In the Angolan War, the Caprivi Strip was a remote frontier where young South Africans trained for the bush war raging north of the border and fought alongside die-hard colonels resisting the tide of history in that complex conflagration. The lumpy track from the airstrip to Nambwe Safari Camp winds through a forest of Zambian teak whose profuse blooming distracts one from a few concrete pylons, empty brick foundations, steps to nowhere, a small monument without a plaque and a hilltop observation platform overlooking the green meanders of the Kwando River floodplain. This was once Fort Doppies, a remote military outpost on a hill where soldiers trained in bush war tactics, tracking, and survival skills. The name was coined by recruits who observed a vervet monkey that would sneak in to steal spent cartridges (called doppies in Afrikaans). In time, the camp adopted a male lion cub, Terry (or Teddy by some accounts). After he grew into an adult, he alternated roaming the bush with visiting the camp to socialize with the soldiers. Pictures show him swimming with soldiers, getting out of a helicopter and generally acting like one of the boys. Most disconcerting, he would sometimes come into the huts in the middle of the night, plunk his full weight on top of a soldier and fall asleep as the soldier screamed for help.

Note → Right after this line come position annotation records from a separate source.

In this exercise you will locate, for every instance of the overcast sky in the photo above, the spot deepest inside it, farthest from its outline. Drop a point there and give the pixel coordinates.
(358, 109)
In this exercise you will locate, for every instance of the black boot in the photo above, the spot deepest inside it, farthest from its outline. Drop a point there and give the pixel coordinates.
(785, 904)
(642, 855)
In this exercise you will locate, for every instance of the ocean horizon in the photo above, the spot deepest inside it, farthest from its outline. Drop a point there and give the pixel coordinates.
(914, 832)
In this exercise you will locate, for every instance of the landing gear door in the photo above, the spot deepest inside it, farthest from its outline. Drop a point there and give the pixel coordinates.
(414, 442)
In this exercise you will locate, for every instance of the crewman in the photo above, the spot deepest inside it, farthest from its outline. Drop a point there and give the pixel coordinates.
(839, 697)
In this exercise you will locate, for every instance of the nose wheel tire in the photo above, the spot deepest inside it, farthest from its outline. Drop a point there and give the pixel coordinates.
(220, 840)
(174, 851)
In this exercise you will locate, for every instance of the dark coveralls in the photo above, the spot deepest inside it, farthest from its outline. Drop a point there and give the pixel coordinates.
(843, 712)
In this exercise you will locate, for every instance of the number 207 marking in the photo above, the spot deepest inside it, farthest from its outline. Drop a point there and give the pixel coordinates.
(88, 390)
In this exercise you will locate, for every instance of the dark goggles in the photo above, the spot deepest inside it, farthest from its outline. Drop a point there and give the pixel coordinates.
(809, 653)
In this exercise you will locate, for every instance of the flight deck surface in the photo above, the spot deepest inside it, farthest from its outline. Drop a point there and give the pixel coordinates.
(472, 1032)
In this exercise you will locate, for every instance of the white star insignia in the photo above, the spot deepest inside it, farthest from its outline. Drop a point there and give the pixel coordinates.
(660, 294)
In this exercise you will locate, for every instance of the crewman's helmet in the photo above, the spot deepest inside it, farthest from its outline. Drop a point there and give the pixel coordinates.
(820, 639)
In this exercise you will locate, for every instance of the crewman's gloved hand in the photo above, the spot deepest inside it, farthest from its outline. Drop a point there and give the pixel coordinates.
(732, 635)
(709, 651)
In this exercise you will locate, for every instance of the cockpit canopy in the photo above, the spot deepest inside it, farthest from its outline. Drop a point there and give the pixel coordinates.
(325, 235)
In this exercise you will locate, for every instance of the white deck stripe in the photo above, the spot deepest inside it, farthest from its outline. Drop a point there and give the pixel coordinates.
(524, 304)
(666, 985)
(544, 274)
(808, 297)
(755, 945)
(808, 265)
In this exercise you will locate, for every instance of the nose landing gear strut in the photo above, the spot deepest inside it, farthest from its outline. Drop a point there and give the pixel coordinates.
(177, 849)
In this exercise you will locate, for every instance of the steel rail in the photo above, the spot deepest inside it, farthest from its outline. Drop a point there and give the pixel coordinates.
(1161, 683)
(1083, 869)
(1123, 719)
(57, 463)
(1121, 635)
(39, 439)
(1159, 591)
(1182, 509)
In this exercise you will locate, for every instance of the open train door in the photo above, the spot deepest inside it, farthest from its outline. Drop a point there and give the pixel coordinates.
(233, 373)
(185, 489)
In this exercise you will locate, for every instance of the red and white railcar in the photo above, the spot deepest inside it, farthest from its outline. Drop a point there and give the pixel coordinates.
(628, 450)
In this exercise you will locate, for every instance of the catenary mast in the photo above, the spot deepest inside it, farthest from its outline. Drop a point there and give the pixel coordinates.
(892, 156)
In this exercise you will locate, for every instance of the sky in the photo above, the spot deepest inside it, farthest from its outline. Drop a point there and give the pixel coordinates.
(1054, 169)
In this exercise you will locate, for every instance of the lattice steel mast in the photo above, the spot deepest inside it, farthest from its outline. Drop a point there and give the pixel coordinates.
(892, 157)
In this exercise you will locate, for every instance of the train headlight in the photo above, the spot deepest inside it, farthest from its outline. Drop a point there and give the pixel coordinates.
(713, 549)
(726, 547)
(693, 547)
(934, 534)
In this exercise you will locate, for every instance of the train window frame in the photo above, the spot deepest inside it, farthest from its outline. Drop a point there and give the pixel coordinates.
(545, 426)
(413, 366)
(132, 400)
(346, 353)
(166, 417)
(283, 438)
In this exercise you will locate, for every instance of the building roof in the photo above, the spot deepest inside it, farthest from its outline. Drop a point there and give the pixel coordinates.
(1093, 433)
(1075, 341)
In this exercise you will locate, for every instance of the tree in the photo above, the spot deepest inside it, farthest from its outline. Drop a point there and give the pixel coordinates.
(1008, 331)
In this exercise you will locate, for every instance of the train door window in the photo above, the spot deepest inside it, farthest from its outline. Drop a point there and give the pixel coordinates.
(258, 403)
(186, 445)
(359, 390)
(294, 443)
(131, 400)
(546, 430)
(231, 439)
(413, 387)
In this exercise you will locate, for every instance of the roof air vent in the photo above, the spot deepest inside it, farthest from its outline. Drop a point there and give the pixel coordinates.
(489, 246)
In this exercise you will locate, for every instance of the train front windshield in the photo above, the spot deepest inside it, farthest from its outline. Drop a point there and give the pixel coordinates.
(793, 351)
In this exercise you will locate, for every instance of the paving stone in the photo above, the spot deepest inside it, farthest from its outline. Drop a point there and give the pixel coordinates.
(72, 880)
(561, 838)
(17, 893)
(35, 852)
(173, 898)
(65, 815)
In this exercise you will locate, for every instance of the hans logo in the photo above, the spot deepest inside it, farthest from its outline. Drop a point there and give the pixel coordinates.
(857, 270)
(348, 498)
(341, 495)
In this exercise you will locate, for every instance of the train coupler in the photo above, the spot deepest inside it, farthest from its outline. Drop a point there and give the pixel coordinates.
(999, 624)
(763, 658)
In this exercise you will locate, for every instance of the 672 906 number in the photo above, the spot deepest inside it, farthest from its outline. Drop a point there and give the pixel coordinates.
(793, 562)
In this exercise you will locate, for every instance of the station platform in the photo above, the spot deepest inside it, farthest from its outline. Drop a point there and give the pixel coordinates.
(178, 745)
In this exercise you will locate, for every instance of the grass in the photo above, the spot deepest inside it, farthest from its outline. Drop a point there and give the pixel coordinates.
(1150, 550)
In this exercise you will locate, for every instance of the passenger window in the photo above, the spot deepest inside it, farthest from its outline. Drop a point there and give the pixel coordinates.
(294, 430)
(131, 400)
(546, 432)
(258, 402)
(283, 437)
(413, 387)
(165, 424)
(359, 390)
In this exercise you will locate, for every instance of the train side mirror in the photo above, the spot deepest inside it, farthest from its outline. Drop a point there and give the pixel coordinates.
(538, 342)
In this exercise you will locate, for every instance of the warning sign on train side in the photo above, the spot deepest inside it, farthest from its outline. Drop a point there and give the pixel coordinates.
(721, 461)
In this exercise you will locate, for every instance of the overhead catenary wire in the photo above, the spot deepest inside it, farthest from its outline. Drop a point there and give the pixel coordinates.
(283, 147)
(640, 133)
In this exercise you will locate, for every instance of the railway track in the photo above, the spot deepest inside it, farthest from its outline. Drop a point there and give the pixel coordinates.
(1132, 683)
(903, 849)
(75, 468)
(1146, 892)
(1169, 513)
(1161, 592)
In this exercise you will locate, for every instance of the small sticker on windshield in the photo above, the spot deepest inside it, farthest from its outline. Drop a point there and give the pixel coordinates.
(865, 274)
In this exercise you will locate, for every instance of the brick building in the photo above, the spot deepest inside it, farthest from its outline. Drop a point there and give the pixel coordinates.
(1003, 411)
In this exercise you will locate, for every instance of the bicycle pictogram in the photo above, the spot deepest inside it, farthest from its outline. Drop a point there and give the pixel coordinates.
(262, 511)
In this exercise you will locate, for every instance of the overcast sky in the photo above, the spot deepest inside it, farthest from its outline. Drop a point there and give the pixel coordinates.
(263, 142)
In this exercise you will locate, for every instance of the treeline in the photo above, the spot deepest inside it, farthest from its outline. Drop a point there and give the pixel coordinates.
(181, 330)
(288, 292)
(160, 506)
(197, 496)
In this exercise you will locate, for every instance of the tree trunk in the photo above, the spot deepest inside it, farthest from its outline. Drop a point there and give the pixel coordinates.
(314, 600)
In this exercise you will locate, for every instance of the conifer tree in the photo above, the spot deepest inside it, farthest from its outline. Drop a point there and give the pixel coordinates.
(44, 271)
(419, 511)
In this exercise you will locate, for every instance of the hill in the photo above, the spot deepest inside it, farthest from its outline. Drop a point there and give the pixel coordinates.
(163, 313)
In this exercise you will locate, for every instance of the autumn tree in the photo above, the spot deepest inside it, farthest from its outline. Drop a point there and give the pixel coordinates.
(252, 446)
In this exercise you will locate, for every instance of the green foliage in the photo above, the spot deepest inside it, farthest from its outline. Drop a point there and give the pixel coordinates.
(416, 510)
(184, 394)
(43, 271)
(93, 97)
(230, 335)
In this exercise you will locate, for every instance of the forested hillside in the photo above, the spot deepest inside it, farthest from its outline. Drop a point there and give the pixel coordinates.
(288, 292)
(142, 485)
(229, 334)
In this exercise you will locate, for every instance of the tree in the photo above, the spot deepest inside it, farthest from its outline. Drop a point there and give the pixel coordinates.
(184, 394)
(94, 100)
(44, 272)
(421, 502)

Fort Doppies was abandoned in 1990 when Namibia gained independence, and the area is now prime safari country with camps and lodges where the well-heeled and adventurous hope for face-to-face encounters with lions and hippos, or perhaps, with luck, get a glimpse of a leopard. Were Terry the Lion to wish to share their nocturnal bed, they might die of fright.
Soldiers no longer scan the Kwando flood plain for insurgents, and no longer receive tracking instructions from diminutive Sani bushmen wearing army uniforms specially made to their size. But the forest of Zambian teak still flowers profusely every summer, offering millions of flowers to pollinators in hopes of producing a handful of seed pods that, when ripe, explode to scatter the seeds. All this so that in a century or two of its life, the average tree, with luck, will produce one survivor, its own replacement.
Back when it was still called Rhodesian teak, these trees were hewn into millions of railroad ties that brought rail travel to much of southern Africa. It is a beautiful, dark wood, so hard and rot resistant that after a century in the ground in the company of termites, the old ties now sell for much more than they did when fresh. Working the wood can be trying, for it dulls blades fast, and the sawdust is irritating to the nose, but the effort and aggravation are rewarded with a dark, glowing polish even without varnish.
I sometimes wonder if the soldiers at Fort Doppies knew the beauty of this wood or knew that it undergirded southern African railroads. Their remote military posting suggested a familiarity with the outdoors, perhaps by way of farming or even wilderness, perhaps by way of hunting, for how else could they have been expected to be useful in this bush war. But I like to think that when the trees were in full and fragrant bloom as we saw them, some of the soldiers momentarily forgot why they were there, and simply delighted in the spectacle of an entire woodland flowering at once.
A fascinating reminiscence. Your telling transports the reader back to the place and its curious history.
interesting how the vocabularies of groups, causes, interests evolve over time. you do the terminology dance very well. and great descriptions - did you manage to take a little of the teak home with you for making a tiny sylvan work of art?